Segundo o professor de economia do Ibmec-RJ Thiago Moraes Moreira, a desvalorização do câmbio é uma das principais razões para a inflação estar se espalhando. É que existem muitos produtos que sofrem impacto da alta do dólar, direta ou indiretamente: desde a farinha de trigo, que define o preço do pão francês, até a gasolina, que afeta o custo de muitas indústrias. Esses produtos são chamados de “comercializáveis”. O conjunto desses itens que ajudam a compor o IPCA subiu 1,07% em novembro e 1,19% em dezembro – justamente o período em que a discussão sobre a política fiscal esquentou e o dólar superou a marca dos R$ 6,00.

“É natural que a difusão da inflação esteja mais alta, porque a alta do dólar impacta toda uma cadeia produtiva”, explica Moreira.

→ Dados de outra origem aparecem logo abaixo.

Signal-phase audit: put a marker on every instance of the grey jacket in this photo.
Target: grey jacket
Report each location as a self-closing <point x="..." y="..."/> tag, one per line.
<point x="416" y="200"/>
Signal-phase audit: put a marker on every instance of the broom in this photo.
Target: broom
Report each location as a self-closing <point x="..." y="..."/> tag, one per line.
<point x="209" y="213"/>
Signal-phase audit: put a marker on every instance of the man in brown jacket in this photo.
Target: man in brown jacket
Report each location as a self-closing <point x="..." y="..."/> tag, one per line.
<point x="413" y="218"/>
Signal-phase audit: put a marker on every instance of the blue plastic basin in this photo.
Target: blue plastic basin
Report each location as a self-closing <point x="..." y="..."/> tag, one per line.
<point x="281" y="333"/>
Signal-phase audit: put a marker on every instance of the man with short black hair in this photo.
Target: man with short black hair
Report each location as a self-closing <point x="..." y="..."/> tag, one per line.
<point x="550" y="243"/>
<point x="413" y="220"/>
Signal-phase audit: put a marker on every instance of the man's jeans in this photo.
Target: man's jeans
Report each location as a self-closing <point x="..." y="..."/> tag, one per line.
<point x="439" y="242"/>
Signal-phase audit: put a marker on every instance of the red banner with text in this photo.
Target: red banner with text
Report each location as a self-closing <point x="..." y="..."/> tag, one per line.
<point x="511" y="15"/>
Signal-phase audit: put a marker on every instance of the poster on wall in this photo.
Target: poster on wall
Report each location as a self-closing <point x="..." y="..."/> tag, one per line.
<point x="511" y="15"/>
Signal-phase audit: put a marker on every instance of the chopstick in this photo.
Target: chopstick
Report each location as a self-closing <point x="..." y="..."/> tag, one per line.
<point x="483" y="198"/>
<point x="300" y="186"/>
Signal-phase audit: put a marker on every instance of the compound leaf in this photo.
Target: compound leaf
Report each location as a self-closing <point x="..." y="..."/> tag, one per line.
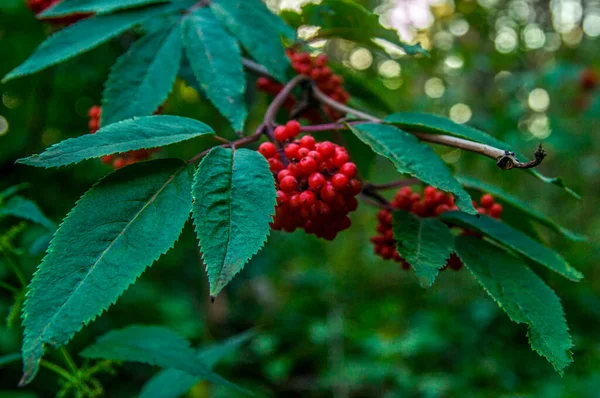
<point x="425" y="243"/>
<point x="128" y="135"/>
<point x="522" y="295"/>
<point x="216" y="61"/>
<point x="514" y="240"/>
<point x="411" y="157"/>
<point x="142" y="78"/>
<point x="117" y="229"/>
<point x="234" y="202"/>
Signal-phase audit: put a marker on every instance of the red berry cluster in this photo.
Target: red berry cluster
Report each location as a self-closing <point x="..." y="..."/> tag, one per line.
<point x="38" y="6"/>
<point x="432" y="203"/>
<point x="317" y="189"/>
<point x="316" y="68"/>
<point x="123" y="159"/>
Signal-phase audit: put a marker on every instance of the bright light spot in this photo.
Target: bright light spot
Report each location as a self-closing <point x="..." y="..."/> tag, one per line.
<point x="389" y="68"/>
<point x="434" y="87"/>
<point x="459" y="27"/>
<point x="506" y="40"/>
<point x="539" y="126"/>
<point x="443" y="40"/>
<point x="533" y="36"/>
<point x="460" y="113"/>
<point x="3" y="126"/>
<point x="539" y="100"/>
<point x="591" y="25"/>
<point x="10" y="101"/>
<point x="454" y="62"/>
<point x="308" y="32"/>
<point x="361" y="59"/>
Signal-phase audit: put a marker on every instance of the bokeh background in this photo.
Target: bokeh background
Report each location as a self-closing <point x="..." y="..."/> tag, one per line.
<point x="334" y="320"/>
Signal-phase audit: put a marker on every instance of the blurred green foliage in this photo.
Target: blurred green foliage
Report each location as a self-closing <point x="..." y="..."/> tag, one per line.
<point x="333" y="319"/>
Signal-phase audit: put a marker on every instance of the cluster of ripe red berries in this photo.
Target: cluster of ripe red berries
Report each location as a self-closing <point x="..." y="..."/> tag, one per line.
<point x="120" y="160"/>
<point x="38" y="6"/>
<point x="316" y="189"/>
<point x="432" y="203"/>
<point x="316" y="68"/>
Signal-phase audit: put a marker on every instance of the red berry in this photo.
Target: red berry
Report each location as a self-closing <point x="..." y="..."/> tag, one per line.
<point x="487" y="201"/>
<point x="281" y="133"/>
<point x="316" y="181"/>
<point x="267" y="149"/>
<point x="348" y="169"/>
<point x="293" y="128"/>
<point x="496" y="210"/>
<point x="307" y="165"/>
<point x="288" y="183"/>
<point x="339" y="181"/>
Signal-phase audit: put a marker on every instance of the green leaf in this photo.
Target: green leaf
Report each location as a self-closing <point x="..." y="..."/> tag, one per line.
<point x="216" y="61"/>
<point x="257" y="29"/>
<point x="521" y="206"/>
<point x="153" y="345"/>
<point x="515" y="240"/>
<point x="81" y="37"/>
<point x="522" y="295"/>
<point x="19" y="207"/>
<point x="173" y="383"/>
<point x="425" y="243"/>
<point x="142" y="78"/>
<point x="128" y="135"/>
<point x="117" y="229"/>
<point x="433" y="124"/>
<point x="66" y="7"/>
<point x="411" y="157"/>
<point x="234" y="202"/>
<point x="349" y="20"/>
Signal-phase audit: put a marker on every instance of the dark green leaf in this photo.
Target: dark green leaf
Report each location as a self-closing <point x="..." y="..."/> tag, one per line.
<point x="217" y="64"/>
<point x="515" y="240"/>
<point x="349" y="20"/>
<point x="425" y="243"/>
<point x="411" y="157"/>
<point x="153" y="345"/>
<point x="25" y="209"/>
<point x="81" y="37"/>
<point x="142" y="78"/>
<point x="66" y="7"/>
<point x="428" y="123"/>
<point x="116" y="230"/>
<point x="522" y="295"/>
<point x="258" y="30"/>
<point x="521" y="206"/>
<point x="234" y="202"/>
<point x="172" y="383"/>
<point x="128" y="135"/>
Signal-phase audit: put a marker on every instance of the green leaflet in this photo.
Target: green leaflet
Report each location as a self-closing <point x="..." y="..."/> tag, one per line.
<point x="257" y="29"/>
<point x="521" y="206"/>
<point x="425" y="243"/>
<point x="81" y="37"/>
<point x="142" y="78"/>
<point x="234" y="201"/>
<point x="66" y="7"/>
<point x="153" y="345"/>
<point x="216" y="61"/>
<point x="515" y="240"/>
<point x="429" y="123"/>
<point x="522" y="295"/>
<point x="349" y="20"/>
<point x="117" y="229"/>
<point x="173" y="383"/>
<point x="411" y="157"/>
<point x="19" y="207"/>
<point x="128" y="135"/>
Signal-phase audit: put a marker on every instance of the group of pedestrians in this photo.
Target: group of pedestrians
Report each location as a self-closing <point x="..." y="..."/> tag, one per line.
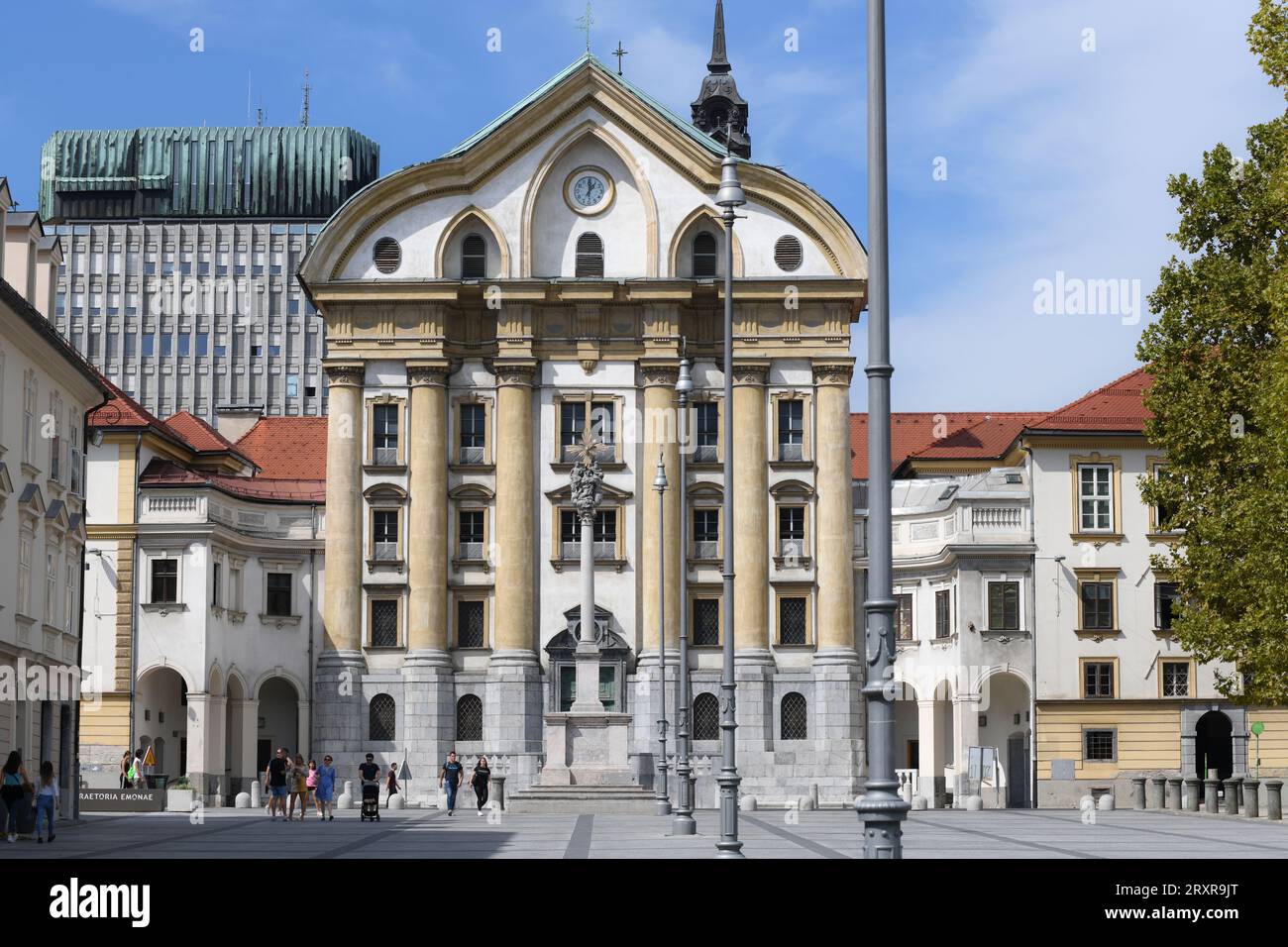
<point x="288" y="781"/>
<point x="13" y="789"/>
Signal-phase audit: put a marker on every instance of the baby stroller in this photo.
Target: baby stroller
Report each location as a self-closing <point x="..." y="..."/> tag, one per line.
<point x="370" y="800"/>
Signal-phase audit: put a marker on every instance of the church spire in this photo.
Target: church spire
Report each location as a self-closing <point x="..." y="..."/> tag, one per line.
<point x="719" y="102"/>
<point x="719" y="59"/>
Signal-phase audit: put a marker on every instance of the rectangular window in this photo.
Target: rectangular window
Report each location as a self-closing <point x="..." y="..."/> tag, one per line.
<point x="706" y="534"/>
<point x="1176" y="678"/>
<point x="472" y="534"/>
<point x="165" y="581"/>
<point x="791" y="531"/>
<point x="706" y="622"/>
<point x="1098" y="605"/>
<point x="1095" y="497"/>
<point x="706" y="436"/>
<point x="1098" y="680"/>
<point x="1004" y="605"/>
<point x="469" y="625"/>
<point x="791" y="429"/>
<point x="1166" y="595"/>
<point x="384" y="440"/>
<point x="278" y="596"/>
<point x="384" y="622"/>
<point x="943" y="613"/>
<point x="384" y="535"/>
<point x="903" y="617"/>
<point x="1099" y="746"/>
<point x="473" y="437"/>
<point x="791" y="620"/>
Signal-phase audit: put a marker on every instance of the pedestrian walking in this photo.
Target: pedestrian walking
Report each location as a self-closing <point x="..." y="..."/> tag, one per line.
<point x="275" y="783"/>
<point x="11" y="793"/>
<point x="391" y="783"/>
<point x="325" y="791"/>
<point x="451" y="776"/>
<point x="47" y="799"/>
<point x="481" y="780"/>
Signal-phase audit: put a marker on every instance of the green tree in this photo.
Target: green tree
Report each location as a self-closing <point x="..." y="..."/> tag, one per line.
<point x="1219" y="354"/>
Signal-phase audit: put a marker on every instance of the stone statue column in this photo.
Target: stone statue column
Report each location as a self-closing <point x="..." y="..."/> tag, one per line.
<point x="588" y="489"/>
<point x="338" y="678"/>
<point x="661" y="436"/>
<point x="426" y="526"/>
<point x="751" y="514"/>
<point x="835" y="512"/>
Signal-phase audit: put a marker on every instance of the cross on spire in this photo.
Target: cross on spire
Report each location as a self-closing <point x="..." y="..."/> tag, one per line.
<point x="585" y="22"/>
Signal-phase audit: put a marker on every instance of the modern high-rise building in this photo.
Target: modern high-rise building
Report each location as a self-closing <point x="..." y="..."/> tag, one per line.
<point x="180" y="253"/>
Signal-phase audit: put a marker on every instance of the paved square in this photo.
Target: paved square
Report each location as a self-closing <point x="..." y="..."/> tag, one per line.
<point x="829" y="834"/>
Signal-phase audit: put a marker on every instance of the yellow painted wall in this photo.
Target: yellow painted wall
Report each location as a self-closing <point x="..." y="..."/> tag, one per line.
<point x="1149" y="736"/>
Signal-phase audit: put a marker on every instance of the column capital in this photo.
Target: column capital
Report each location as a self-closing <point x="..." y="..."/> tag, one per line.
<point x="833" y="372"/>
<point x="346" y="373"/>
<point x="748" y="373"/>
<point x="660" y="373"/>
<point x="515" y="373"/>
<point x="428" y="372"/>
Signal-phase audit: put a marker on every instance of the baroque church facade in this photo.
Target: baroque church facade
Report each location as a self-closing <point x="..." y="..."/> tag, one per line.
<point x="482" y="311"/>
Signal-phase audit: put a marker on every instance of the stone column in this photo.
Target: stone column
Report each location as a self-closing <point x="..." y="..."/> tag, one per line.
<point x="837" y="673"/>
<point x="340" y="665"/>
<point x="429" y="693"/>
<point x="751" y="513"/>
<point x="930" y="764"/>
<point x="660" y="436"/>
<point x="511" y="712"/>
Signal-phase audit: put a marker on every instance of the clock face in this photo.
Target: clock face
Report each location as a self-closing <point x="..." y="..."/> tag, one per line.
<point x="589" y="191"/>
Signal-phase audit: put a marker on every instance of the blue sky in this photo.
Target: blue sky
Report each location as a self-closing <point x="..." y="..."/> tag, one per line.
<point x="1056" y="158"/>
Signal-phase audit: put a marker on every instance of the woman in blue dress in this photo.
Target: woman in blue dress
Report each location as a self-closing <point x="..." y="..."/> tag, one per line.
<point x="326" y="789"/>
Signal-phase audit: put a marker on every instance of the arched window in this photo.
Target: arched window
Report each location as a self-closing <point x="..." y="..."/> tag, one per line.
<point x="794" y="719"/>
<point x="473" y="258"/>
<point x="469" y="718"/>
<point x="590" y="257"/>
<point x="381" y="715"/>
<point x="703" y="257"/>
<point x="706" y="716"/>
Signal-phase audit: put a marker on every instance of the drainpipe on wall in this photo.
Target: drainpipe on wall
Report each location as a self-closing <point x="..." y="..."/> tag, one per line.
<point x="1033" y="690"/>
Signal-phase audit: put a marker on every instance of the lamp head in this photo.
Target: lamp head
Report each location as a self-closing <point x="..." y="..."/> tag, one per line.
<point x="730" y="193"/>
<point x="684" y="380"/>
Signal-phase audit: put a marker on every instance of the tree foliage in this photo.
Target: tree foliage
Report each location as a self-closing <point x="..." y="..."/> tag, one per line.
<point x="1219" y="354"/>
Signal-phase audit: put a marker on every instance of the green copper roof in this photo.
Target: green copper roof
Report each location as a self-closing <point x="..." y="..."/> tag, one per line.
<point x="204" y="171"/>
<point x="702" y="138"/>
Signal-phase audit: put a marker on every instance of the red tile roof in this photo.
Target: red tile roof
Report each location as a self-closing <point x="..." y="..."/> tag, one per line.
<point x="287" y="447"/>
<point x="166" y="474"/>
<point x="197" y="433"/>
<point x="913" y="432"/>
<point x="1119" y="407"/>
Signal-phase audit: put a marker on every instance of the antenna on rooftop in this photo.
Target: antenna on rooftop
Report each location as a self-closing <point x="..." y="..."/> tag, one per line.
<point x="304" y="111"/>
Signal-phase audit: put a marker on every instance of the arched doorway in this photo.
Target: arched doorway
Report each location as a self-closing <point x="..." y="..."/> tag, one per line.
<point x="1214" y="746"/>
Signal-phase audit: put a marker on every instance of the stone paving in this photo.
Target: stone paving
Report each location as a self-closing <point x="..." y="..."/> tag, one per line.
<point x="767" y="834"/>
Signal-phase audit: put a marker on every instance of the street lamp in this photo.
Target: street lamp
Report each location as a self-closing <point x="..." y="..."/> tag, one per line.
<point x="683" y="822"/>
<point x="880" y="806"/>
<point x="729" y="197"/>
<point x="664" y="800"/>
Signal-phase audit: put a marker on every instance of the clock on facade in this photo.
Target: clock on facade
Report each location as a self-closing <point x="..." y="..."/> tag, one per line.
<point x="589" y="191"/>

O índice de difusão mais não é, necessariamente, um sinal de que a inflação saiu de controle, explica o pesquisador do Instituto Brasileiro de Economia da FGV (FGV/Ibre) André Braz. Tanto o fim como o início do ano são períodos marcados por aumentos de vários gastos, como o IPVA, mensalidade escolar, refeição fora de casa e tarifas de transporte.

O problema é que a alta do dólar deve fazer com que outros itens também subam. E isso pode manter a inflação espalhada por mais tempo. Braz diz que, em geral, o índice de difusão volta para um patamar próximo de 50% entre fevereiro e março. Mas, desta vez, é provável que essa normalização leve mais tempo. “Cerca de 30% da inflação em 2024 ficou concentrada em alimentos. Este ano, com essa alta abrupta do dólar, mais coisas devem subir”, explica.

É difícil afirmar que o dólar chegou ao seu pico – o câmbio é considerada a variável mais difícil de prever pelos economistas. De todo modo, dá para dizer que o mais provável é que ele não vai repetir o mesmo desempenho de 2024, quando o dólar subiu 27% em relação ao real. Isso significa que, ainda que os preços dos produtos comercializáveis se acomodem em um patamar mais alto, eles tendem a não subir tanto. Mas isso não elimina os riscos de a inflação continuar subindo.

Moreira explica que a economia brasileira é muito indexada. Isso significa que tem muita coisa no Brasil que é reajustada automaticamente por um determinado índice de inflação. É o caso dos aluguéis: a maioria dos contratos é corrigida todo ano de acordo com a variação do IGP-M, índice de inflação calculado pela FGV, que subiu 6,54% em 2024.

O IGP-M tem outra peculiaridade. Ele é calculado a partir da consolidação de três subindices: o de preços ao consumidor (IPC), o de preços da construção civil (INCC) e o de preços ao atacado (IPA). O IPA, que subiu 7,23% no ano passado, capta a variação, por exemplo, de preços dos insumos usados pelas indústrias. Esse aumento de custo no setor produtivo deve chegar em algum momento, portanto, ao consumidor.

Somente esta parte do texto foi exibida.